Thames Water, the UK's biggest water company, wants to raise bills by more than 10% above the cost of inflation over a five-year period, it has told Ofwat.
The regulator said the company had submitted by far the highest proposed bill increase of any of the major water supply and sewerage firms that have put forward their plans for 2015-20.
Thames, which pays no corporation tax, last week announced half-year pre-tax profits were up by nearly a fifth to £134.2 million, helped by an above-inflation tariff hike. It is already at loggerheads with the regulator over customer charges.
Nine firms said they would cut bills or leave them flat in real terms over 2015-20, after Ofwat asked them to consider scaling back increases amid a squeeze on household finances.
But Thames Water said its plans to invest £2.8 billion in the Thames Tideway Tunnel, a major new sewer, mean it must add £8 above inflation for each of the five years from 2015 - and that without this, bill rises would be below inflation.
Ofwat figures show the supplier plans a 6.8% real terms cut in average water supply bills but a 34.8% increase for sewerage, giving an average real terms rise of 10.4%.
Chief executive Martin Baggs claimed seven out of 10 customers found the plan "acceptable", with the capital's Victorian water and sewerage infrastructure in urgent need of upgrading.
He said: "It is clear that bill increases are only acceptable if they are absolutely essential, but customers have told us to avoid storing up problems for the future.
"Our plan will deliver value for money on the things our customers have told us matter most."
Last week, Thames Water said it did not expect to pay any more corporation tax for up to a decade because it planned to continue £1 billion annual infrastructure investments, meaning it can defer £20 million a year in tax liabilities.
Last month it was slapped down by Ofwat over plans for a one-off £29 bill hike for next year, because of unforeseen costs including customers failing to pay their bills, as well as the Thames super sewer.
Thames Water is owned by Kemble Water Holdings, whose investors include Australian investment firm Macquarie Group.
Proposals by Thames and its rivals set out plans for their charges for 2015-20, to which will be added the retail prices index inflation figure, which was 2.6% in October.
Northumbrian and Yorkshire said bills would be flat in real terms, with 0.5% and 0.6% falls for United Utilities and Southern, and a 3.8% drop for Severn Trent, and 4.5% for South West.
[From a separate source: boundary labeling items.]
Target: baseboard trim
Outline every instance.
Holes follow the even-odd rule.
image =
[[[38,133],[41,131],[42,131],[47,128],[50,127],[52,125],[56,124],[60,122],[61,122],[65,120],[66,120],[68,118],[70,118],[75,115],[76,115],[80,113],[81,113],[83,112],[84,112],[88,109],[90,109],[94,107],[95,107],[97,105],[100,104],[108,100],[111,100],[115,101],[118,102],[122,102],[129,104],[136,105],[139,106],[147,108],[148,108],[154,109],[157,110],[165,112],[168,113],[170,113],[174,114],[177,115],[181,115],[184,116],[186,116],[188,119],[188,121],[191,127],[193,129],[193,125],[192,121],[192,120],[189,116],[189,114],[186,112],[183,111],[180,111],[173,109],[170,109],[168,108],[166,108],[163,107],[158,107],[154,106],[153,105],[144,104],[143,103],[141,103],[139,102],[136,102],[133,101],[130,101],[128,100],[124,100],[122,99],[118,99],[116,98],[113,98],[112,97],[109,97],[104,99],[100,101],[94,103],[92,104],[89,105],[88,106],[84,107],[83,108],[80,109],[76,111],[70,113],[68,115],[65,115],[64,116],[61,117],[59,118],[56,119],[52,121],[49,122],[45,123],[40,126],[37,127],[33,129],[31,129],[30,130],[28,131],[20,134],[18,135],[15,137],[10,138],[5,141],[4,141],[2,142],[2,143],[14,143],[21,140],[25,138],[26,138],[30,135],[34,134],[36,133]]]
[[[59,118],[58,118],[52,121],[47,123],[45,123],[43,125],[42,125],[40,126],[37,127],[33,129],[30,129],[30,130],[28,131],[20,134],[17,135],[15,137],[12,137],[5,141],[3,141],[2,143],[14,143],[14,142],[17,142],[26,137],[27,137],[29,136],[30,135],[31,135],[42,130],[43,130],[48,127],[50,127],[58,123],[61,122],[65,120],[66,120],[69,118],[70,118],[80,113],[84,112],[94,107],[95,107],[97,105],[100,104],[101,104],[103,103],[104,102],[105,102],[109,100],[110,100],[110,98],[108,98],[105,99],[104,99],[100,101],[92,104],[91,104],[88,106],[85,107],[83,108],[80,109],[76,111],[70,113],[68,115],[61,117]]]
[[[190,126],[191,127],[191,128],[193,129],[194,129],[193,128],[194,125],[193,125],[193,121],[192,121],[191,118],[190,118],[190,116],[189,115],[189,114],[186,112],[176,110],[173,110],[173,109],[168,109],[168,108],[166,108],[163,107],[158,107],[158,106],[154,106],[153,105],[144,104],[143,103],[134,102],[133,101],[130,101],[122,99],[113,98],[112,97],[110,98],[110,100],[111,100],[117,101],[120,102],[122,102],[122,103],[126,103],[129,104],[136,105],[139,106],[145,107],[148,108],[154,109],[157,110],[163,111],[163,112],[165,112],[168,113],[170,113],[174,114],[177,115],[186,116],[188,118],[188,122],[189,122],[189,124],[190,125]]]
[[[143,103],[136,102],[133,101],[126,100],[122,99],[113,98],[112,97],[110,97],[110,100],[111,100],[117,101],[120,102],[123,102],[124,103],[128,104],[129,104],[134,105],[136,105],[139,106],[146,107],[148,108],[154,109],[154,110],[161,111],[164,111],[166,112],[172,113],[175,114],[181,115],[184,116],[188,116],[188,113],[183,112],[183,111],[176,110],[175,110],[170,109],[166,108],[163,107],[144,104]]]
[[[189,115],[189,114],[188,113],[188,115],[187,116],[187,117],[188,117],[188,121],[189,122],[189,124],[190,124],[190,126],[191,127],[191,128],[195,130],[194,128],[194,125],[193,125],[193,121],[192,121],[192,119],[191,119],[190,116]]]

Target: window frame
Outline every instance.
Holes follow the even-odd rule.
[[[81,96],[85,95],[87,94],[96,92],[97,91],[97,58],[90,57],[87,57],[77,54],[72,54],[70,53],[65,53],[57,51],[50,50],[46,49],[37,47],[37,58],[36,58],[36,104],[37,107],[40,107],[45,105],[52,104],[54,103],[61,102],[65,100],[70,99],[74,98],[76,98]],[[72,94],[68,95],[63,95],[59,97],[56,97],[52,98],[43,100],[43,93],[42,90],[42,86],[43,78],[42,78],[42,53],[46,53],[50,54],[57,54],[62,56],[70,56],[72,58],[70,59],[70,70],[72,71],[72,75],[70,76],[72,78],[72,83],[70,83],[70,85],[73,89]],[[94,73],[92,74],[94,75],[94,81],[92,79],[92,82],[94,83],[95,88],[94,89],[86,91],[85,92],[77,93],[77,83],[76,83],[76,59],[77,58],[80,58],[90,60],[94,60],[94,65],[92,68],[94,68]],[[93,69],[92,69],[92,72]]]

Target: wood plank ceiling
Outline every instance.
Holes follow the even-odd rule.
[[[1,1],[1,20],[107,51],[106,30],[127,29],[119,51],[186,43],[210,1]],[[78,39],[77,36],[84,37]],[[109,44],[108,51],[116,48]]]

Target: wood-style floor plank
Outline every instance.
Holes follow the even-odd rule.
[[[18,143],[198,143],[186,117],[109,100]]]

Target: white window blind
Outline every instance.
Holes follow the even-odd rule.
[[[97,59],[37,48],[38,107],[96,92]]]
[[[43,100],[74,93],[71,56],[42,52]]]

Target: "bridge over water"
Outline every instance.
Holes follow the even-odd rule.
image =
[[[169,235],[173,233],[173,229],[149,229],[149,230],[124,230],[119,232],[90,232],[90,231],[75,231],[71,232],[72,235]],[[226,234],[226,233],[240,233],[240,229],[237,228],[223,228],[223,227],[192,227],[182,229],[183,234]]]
Dwr Cymru Welsh Water plans a 4.8% real terms fall, with Wessex proposing a 6% reduction and Anglian a cut of 8.4%.
Ofwat chairman Jonson Cox said: "Ofwat challenged companies to listen carefully to their customers in preparing their plans.
"Our board made clear that current economic circumstances gave companies an opportunity to deliver falling bills in real terms over the coming five years while maintaining substantial ongoing investment."
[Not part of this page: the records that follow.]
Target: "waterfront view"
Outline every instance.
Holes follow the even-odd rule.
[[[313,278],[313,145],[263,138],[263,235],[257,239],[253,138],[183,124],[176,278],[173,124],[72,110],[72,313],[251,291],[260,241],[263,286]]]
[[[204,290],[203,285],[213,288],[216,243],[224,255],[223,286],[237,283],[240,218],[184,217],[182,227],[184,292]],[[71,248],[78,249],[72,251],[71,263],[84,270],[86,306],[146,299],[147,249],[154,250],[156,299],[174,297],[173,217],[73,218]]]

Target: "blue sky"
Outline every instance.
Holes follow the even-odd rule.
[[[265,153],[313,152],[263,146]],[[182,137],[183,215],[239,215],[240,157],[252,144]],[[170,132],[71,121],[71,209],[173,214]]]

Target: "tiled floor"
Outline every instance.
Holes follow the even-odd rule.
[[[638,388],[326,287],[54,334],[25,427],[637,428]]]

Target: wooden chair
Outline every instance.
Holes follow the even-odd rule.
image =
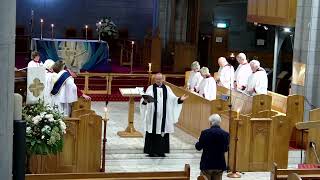
[[[121,173],[55,173],[27,174],[26,180],[43,179],[94,179],[94,180],[190,180],[190,165],[186,164],[183,171],[166,172],[121,172]]]
[[[65,38],[76,38],[77,37],[77,30],[73,27],[69,27],[66,29]]]
[[[289,174],[288,180],[302,180],[302,179],[298,176],[298,174],[292,173],[292,174]]]

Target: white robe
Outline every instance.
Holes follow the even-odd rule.
[[[57,75],[59,77],[66,72],[60,71]],[[53,102],[58,106],[60,112],[63,112],[65,116],[69,116],[71,113],[71,103],[78,101],[77,86],[74,83],[74,79],[70,76],[60,88],[58,94],[53,96]]]
[[[242,86],[247,87],[248,78],[252,74],[250,64],[239,64],[235,74],[234,80],[237,83],[237,89],[241,90]]]
[[[268,76],[263,68],[252,73],[248,78],[246,93],[249,95],[267,94],[268,93]]]
[[[199,85],[199,94],[208,99],[216,99],[217,84],[213,77],[204,78]]]
[[[234,82],[234,68],[231,65],[226,65],[219,68],[219,86],[233,89],[233,82]]]
[[[167,108],[166,108],[166,124],[164,128],[164,133],[173,133],[174,124],[178,122],[180,112],[182,109],[182,104],[178,104],[179,97],[175,96],[171,88],[167,88]],[[147,95],[153,97],[153,85],[149,86],[146,90]],[[163,117],[163,90],[162,88],[157,87],[157,125],[156,125],[156,134],[161,134],[161,123]],[[145,131],[152,133],[153,126],[153,114],[154,114],[154,103],[147,103],[143,105],[143,99],[140,101],[140,113],[142,122],[145,125]]]
[[[191,91],[198,90],[202,79],[203,79],[203,77],[201,76],[200,72],[191,71],[190,78],[188,80],[188,88]]]
[[[30,67],[40,67],[40,66],[43,66],[43,63],[41,61],[40,61],[40,63],[36,63],[34,60],[31,60],[28,63],[28,68],[30,68]]]
[[[46,72],[46,84],[45,84],[45,88],[44,88],[44,102],[51,107],[54,106],[51,91],[52,91],[53,85],[56,81],[56,78],[57,78],[57,73]]]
Ofwat chief executive Cathryn Ross said it would carry out an independent and rigorous process to analyse and challenge companies' plans "to make sure that customers get a fair deal".
The regulator said that in April it would give its judgment on the firms' plans, including "how well they have taken account of their customers' priorities".
Those judged "outstanding across the board" will be fast-tracked while those "requiring some intervention" will go through a standard process.
Any company whose plan has "significant shortcomings" will be asked to resubmit it. Final decisions on prices will be made by January 2015, with new bills due to come into effect the following April.